A day trip to Malmö had us wondering: Where are the Swedish meatballs?
Sometimes you have only a few short hours in a new place, and damn it if you won’t make the most of them. Such was the case for our day trip from Copenhagen to Malmö, Sweden, just over the huge Øresund bridge from the Danish capital, where our brief agenda included wandering the streets, stopping in some parks, and eating köttbullar, or what we call Swedish meatballs. Pretty manageable, right?
That’s what we thought, anyway, as we emerged from the train into the bright sunlight last September. Our 17-month-old son was peacefully asleep in a carrier on my chest, and we had plentiful time to wander the quiet, pretty streets and find us some meatballs for lunch. We quickly saw, though, that Malmö is full of international food options—Swedish, not so much. In Lilla Torg, a pretty little public square not far from the train station, we found a sushi joint, a Scottish bar, some nightclubs, and a T.G.I. Friday’s. We walked on, and on and on, but the streets grew increasingly deserted of people, with nary a restaurant to be found.
Lilla Torg, aka. a no-go zone for Swedish food
We began asking around. Where can we find some meatballs—or any Swedish food—in this town?
The host at T.G.I. Friday’s said we’d probably have to go to the international market, about a half-hour’s walk away.
A shopkeeper told us, completely straight-faced, that we should go to the nearest IKEA.
Another person said meatballs weren’t sold at restaurants.
We were discouraged, but I didn’t buy it. I knew meatballs were one of those dishes more popularly eaten by Swedes at home, but I also knew some restaurants offered it too. Even in Malmö.
Finally we stumbled upon La Empanada, an inexpensive Tex-Mex lunch counter I’d read about that actually did have Swedish meatballs listed among its mostly fried, fast-food delights—tempting, but not the meatball experience we’d hoped for. This was a solid Plan B, at least. Feet aching and stomachs rumbling, we pushed on.
Our discouraging, if dirt-cheap, backup plan [see meatballs at top left]
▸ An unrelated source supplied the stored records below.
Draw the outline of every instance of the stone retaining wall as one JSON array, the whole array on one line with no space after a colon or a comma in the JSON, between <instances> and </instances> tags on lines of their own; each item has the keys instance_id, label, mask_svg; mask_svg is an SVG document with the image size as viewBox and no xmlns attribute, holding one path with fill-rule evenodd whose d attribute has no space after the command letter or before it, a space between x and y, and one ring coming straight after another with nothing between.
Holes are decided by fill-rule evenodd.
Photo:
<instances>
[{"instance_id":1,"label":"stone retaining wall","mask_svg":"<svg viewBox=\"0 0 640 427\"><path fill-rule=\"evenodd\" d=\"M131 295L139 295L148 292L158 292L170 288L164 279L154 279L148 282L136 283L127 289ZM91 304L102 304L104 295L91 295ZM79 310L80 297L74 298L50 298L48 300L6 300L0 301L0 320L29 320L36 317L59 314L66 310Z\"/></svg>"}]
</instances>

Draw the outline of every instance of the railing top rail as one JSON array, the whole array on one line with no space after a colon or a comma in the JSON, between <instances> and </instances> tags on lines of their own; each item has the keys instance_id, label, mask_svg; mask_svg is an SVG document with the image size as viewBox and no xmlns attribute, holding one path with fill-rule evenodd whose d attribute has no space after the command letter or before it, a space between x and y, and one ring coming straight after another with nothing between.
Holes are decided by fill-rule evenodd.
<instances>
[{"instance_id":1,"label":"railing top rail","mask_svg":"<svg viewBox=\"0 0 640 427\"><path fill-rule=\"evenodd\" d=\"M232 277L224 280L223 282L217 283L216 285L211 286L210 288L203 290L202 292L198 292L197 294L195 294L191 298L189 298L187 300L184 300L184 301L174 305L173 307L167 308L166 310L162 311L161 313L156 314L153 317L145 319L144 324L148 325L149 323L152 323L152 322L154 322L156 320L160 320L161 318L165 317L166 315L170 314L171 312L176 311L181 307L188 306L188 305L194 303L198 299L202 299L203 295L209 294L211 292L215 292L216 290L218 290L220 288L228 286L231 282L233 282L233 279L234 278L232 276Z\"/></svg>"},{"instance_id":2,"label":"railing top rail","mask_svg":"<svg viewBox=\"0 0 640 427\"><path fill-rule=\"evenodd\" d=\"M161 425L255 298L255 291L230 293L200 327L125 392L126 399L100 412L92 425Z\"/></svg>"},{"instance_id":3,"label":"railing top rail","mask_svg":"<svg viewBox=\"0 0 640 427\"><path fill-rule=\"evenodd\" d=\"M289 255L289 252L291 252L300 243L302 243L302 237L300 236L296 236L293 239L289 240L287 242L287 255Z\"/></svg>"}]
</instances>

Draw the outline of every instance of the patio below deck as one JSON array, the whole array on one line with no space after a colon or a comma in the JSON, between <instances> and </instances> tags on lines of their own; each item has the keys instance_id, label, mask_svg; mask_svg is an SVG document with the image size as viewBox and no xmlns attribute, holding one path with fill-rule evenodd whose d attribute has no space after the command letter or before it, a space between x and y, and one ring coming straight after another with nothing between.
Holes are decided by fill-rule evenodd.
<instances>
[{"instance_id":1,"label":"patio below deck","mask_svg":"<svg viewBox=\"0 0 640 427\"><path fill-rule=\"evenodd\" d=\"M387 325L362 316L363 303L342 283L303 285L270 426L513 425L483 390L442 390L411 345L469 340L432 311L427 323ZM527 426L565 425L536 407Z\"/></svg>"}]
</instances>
It occurred to us that perhaps we weren’t asking the right people. We tried a hotel, asking after a particular restaurant called Bullen, a traditional Swedish restaurant I’d come across in my hasty research. Lo and behold, a helpful person! The front-desk woman knew the place and was excited, even, that we were seeking it out. Armed with directions, we found it was just an eight-minute walk away, but in a part of town that might as well have been another world to us: bustling with people, shops, and eateries situated along a canal. How did we miss this? [Cue slapping the forehead for not getting a proper map of the town.]
The inviting bar at Bullen
Here we found our Bullen (Storgatan 35, map), and it did not disappoint, from its cozy, dark-wood-paneled, old-timey interior to its menu, from which we chose meatballs and a traditional fried pork dish (stekt fläsk). Our son was still asleep, miraculously, as we toasted ourselves with glasses of refreshing Eriksberg beer, but his timing for food is impeccable, and he awoke hungry just as our plates arrived. Both dishes were beautifully presented and absolutely delicious.
Potato, lingonberry, and pickle sides
The tender veal meatballs (pictured at top), doused in a savory “whiskey cream” gravy, came with the classic pairings of mashed potatoes, sweetly tart lingonberries, and pickled cucumbers; the pork dish, which translated to “fried bacon with onion sauce,” was, not surprisingly, to die for: big hunks of meat with crispy skins and tender undersides, a pile of sauerkraut to cut through the richness, boiled potatoes. Perfectly satisfying.
Following this meat-and-potato fest, we needed that park. Fortunately, those are not hard to come by in this part of the world, and we wandered and kicked leaves and collected fallen chestnuts in leafy Kungsparken for a long while, till it was time to make our way back to the train station. Agenda met. Malmö, you did us right.